Cut your LLM latency by 99% and input cost by 71% without changing models
The 3-step playbook for cutting LLM latency and cost without a model swap, rewrite, or new framework — cache stable context, move internal work off the request, and fetch context before the model call.
If your LLM product takes 8+ seconds per turn, the model is not the problem.

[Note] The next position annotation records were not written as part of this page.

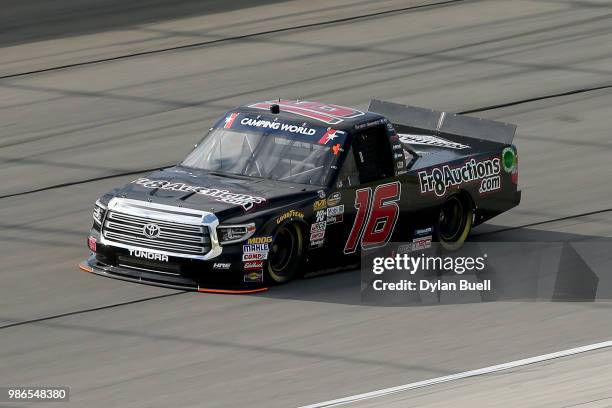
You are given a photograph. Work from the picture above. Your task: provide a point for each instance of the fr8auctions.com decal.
(376, 216)
(438, 179)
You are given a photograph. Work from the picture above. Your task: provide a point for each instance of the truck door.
(369, 194)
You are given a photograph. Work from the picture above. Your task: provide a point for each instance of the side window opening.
(348, 175)
(373, 154)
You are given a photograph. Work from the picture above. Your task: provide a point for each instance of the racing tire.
(286, 253)
(454, 222)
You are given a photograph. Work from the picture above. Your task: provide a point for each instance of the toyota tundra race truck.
(279, 186)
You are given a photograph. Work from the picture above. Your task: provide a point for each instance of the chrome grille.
(128, 229)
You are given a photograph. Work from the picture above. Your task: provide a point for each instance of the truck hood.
(226, 196)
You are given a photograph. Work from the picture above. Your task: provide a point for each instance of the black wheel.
(285, 253)
(454, 222)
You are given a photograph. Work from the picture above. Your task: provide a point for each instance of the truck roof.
(334, 116)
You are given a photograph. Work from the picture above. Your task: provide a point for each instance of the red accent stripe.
(85, 268)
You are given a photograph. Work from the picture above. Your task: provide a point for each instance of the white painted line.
(459, 376)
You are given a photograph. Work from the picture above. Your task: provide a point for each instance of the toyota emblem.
(151, 230)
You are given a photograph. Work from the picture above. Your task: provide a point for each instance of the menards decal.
(245, 200)
(438, 179)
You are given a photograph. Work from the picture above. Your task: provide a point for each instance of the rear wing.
(443, 123)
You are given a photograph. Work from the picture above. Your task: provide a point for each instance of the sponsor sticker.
(330, 135)
(253, 277)
(334, 199)
(319, 205)
(439, 179)
(317, 226)
(419, 244)
(229, 121)
(91, 243)
(289, 214)
(221, 265)
(423, 231)
(253, 265)
(315, 236)
(245, 200)
(337, 210)
(276, 125)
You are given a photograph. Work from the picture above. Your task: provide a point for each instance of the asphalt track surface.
(71, 128)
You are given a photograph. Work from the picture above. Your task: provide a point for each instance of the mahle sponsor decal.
(285, 127)
(317, 226)
(221, 265)
(289, 214)
(429, 140)
(337, 210)
(148, 255)
(254, 256)
(253, 265)
(439, 179)
(334, 199)
(247, 201)
(255, 276)
(255, 248)
(319, 205)
(260, 240)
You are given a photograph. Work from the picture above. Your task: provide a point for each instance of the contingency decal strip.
(460, 376)
(232, 291)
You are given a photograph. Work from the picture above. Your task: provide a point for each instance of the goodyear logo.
(290, 214)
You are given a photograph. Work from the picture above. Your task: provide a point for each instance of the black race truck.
(278, 185)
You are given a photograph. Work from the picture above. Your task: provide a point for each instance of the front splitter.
(90, 265)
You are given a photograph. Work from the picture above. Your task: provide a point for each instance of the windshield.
(270, 149)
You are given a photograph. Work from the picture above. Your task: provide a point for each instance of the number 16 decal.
(378, 214)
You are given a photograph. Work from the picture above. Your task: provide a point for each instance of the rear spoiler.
(443, 123)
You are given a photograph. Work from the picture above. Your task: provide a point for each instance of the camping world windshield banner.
(305, 132)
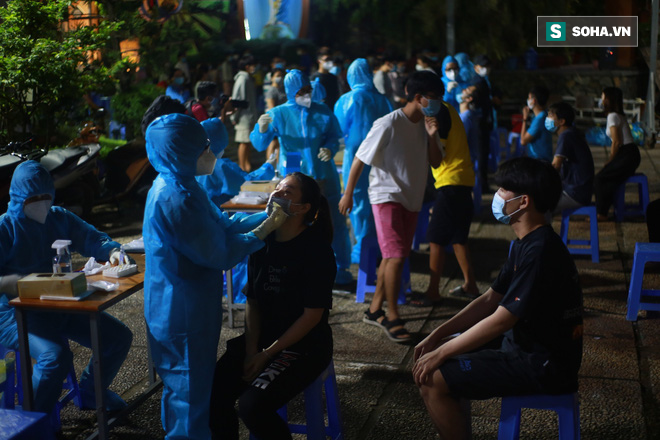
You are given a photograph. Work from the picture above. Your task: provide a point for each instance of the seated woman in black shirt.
(287, 341)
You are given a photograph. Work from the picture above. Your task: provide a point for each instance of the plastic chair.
(593, 242)
(566, 406)
(644, 253)
(622, 210)
(369, 254)
(315, 428)
(422, 225)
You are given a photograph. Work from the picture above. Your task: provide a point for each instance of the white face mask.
(205, 163)
(304, 100)
(38, 211)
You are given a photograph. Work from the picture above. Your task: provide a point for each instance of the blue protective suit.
(305, 131)
(188, 243)
(25, 247)
(465, 67)
(223, 184)
(356, 112)
(450, 96)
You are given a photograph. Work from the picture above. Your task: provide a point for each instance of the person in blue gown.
(188, 243)
(311, 130)
(27, 231)
(356, 112)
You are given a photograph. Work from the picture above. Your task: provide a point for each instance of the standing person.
(287, 342)
(330, 82)
(524, 335)
(399, 147)
(453, 209)
(244, 119)
(451, 78)
(484, 105)
(382, 79)
(537, 139)
(187, 247)
(27, 231)
(356, 112)
(624, 155)
(572, 158)
(311, 130)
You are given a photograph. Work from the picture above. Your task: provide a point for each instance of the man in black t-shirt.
(524, 335)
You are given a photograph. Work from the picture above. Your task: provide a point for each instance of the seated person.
(287, 342)
(531, 316)
(535, 137)
(572, 158)
(27, 231)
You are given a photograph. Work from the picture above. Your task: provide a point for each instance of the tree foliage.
(43, 70)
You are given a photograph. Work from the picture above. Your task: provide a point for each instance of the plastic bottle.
(62, 261)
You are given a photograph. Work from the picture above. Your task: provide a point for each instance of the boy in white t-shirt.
(399, 147)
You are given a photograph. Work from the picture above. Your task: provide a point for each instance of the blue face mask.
(498, 209)
(432, 108)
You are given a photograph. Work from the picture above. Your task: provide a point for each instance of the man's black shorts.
(452, 215)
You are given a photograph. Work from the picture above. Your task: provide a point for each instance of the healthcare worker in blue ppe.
(188, 243)
(451, 78)
(27, 231)
(312, 130)
(356, 112)
(223, 184)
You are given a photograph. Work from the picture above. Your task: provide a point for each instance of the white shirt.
(397, 151)
(615, 119)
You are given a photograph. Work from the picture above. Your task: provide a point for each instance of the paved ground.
(619, 379)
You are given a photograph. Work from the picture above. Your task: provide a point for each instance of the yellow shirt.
(456, 167)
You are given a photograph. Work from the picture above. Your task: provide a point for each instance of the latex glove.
(272, 160)
(274, 221)
(264, 121)
(325, 154)
(9, 284)
(118, 257)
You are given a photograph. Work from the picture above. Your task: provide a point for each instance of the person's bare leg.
(463, 257)
(436, 265)
(244, 157)
(447, 413)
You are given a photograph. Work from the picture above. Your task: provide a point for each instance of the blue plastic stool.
(566, 406)
(622, 210)
(644, 253)
(315, 428)
(422, 225)
(369, 254)
(593, 242)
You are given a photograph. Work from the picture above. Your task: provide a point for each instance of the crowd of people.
(399, 130)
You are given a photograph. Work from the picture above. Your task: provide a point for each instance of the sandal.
(373, 318)
(399, 335)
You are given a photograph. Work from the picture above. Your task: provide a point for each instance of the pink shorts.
(395, 228)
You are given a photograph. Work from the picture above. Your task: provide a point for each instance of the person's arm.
(346, 202)
(484, 331)
(477, 310)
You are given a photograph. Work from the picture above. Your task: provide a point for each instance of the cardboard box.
(52, 284)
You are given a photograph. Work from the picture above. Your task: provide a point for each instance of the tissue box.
(52, 284)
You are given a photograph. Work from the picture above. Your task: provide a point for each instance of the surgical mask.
(205, 163)
(304, 100)
(432, 108)
(498, 209)
(38, 210)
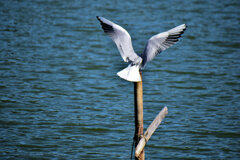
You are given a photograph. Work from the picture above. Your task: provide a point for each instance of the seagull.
(155, 45)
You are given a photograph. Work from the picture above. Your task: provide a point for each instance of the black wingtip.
(98, 18)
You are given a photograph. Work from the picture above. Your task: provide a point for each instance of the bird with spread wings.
(155, 45)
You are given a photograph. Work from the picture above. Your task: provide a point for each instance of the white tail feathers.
(177, 29)
(131, 73)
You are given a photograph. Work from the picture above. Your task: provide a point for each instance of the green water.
(60, 97)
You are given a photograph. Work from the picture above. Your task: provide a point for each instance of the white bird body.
(154, 46)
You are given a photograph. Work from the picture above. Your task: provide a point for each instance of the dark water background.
(60, 97)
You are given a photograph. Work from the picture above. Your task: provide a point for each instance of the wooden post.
(138, 108)
(156, 122)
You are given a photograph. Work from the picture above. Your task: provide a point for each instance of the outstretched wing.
(158, 43)
(121, 38)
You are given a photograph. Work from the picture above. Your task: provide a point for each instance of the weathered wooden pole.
(156, 122)
(138, 108)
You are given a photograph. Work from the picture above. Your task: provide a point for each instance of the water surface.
(60, 97)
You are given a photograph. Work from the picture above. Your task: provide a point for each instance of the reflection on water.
(60, 96)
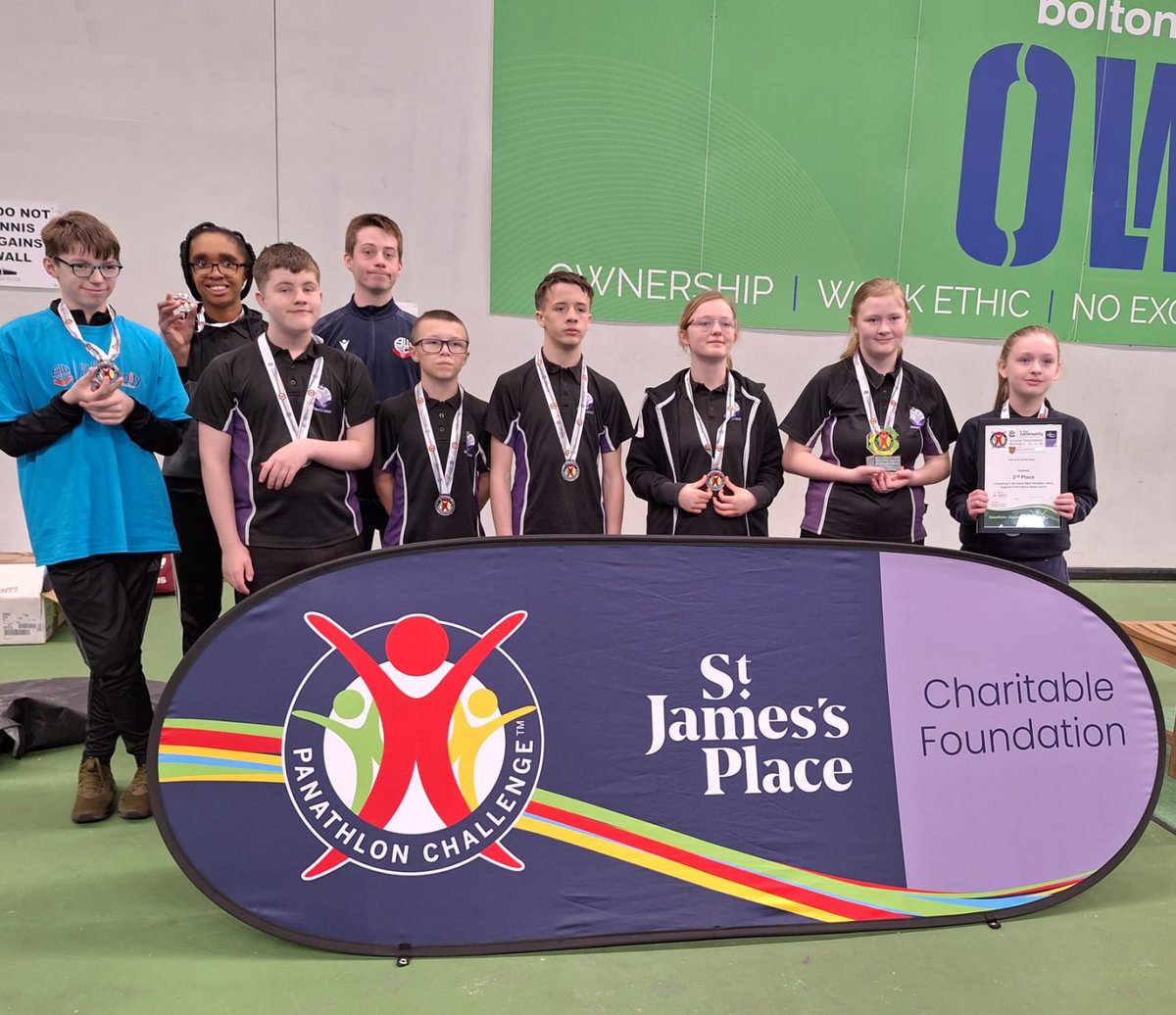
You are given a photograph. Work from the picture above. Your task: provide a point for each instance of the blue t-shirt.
(93, 491)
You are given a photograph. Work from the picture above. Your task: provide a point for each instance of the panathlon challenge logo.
(412, 747)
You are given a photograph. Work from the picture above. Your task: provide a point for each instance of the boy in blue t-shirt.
(87, 400)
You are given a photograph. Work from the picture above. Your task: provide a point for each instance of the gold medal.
(883, 441)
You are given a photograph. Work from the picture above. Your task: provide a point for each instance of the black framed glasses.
(456, 346)
(83, 269)
(227, 265)
(709, 323)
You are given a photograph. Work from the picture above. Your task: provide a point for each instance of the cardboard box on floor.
(28, 613)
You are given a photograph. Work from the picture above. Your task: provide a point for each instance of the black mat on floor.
(38, 714)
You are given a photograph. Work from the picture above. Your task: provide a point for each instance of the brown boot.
(135, 802)
(95, 792)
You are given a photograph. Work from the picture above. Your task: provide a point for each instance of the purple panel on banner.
(988, 788)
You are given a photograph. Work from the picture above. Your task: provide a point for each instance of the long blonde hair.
(693, 305)
(874, 287)
(1003, 383)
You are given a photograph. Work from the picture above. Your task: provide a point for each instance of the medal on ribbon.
(882, 441)
(715, 479)
(300, 427)
(105, 368)
(570, 468)
(445, 505)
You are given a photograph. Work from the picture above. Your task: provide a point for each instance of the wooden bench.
(1156, 639)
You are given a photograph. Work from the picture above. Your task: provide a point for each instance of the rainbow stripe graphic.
(210, 750)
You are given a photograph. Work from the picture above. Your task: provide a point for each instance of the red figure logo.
(416, 729)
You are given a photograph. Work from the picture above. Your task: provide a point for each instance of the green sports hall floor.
(99, 919)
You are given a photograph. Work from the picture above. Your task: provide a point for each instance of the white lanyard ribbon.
(444, 480)
(204, 322)
(892, 409)
(1041, 412)
(716, 451)
(97, 352)
(301, 427)
(570, 446)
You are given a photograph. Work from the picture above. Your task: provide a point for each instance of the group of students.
(293, 439)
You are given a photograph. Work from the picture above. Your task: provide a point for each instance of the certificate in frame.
(1022, 467)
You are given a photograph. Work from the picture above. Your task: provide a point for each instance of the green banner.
(1009, 162)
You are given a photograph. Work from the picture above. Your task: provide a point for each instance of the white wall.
(156, 117)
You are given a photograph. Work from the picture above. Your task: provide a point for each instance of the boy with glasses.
(87, 400)
(432, 456)
(374, 328)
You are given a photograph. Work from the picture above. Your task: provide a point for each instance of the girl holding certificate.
(875, 415)
(1030, 362)
(706, 456)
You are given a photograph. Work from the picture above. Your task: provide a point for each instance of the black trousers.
(199, 585)
(270, 564)
(106, 599)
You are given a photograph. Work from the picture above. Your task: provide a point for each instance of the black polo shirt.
(401, 452)
(234, 394)
(542, 501)
(830, 410)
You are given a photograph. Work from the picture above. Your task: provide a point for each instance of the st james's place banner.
(514, 745)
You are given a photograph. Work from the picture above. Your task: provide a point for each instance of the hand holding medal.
(735, 501)
(693, 498)
(176, 323)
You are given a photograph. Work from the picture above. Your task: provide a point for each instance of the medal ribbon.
(94, 351)
(716, 451)
(569, 446)
(1041, 412)
(892, 409)
(444, 480)
(301, 427)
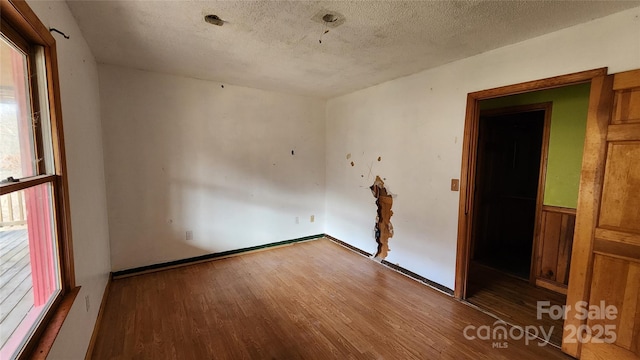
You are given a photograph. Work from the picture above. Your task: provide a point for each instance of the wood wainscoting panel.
(554, 245)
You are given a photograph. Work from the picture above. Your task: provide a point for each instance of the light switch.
(455, 184)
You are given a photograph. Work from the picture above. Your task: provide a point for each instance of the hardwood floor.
(512, 299)
(311, 300)
(16, 285)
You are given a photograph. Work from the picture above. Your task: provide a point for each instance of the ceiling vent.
(214, 19)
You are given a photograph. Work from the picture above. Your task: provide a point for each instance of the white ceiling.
(274, 44)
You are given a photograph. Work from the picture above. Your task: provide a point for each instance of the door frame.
(469, 158)
(542, 173)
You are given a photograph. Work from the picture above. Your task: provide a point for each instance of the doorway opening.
(510, 159)
(515, 232)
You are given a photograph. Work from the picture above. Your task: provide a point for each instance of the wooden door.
(605, 269)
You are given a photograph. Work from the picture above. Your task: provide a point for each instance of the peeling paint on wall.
(383, 228)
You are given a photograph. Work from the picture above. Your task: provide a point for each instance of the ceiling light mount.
(214, 19)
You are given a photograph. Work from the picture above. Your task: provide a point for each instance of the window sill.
(43, 344)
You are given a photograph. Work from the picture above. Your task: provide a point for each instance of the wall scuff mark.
(383, 228)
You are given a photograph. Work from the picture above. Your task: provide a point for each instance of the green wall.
(568, 125)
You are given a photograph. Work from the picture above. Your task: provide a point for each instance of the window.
(36, 271)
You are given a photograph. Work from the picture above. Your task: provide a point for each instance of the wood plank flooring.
(16, 288)
(311, 300)
(512, 299)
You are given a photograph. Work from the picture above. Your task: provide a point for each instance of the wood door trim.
(469, 155)
(591, 179)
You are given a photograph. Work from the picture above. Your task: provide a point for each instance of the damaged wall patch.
(383, 227)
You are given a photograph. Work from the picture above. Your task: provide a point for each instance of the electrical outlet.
(455, 184)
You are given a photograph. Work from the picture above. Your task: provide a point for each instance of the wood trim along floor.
(208, 257)
(96, 326)
(395, 267)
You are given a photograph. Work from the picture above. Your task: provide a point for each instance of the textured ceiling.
(274, 44)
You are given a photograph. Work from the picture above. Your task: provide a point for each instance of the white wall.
(184, 154)
(83, 139)
(416, 125)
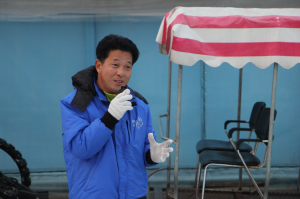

Last quarter, one of our conversation paths carried 10,121ms of blocking overhead before the user saw a reply. Another path added 5,673ms every time the user asked a question that needed retrieved context. It looked like a model problem. It was a workflow problem.
Three decisions later, that worst path went from 10,121ms to 136ms (a 98.7% cut) and effective input cost dropped 71%. No model swap. No rewrite. No new framework.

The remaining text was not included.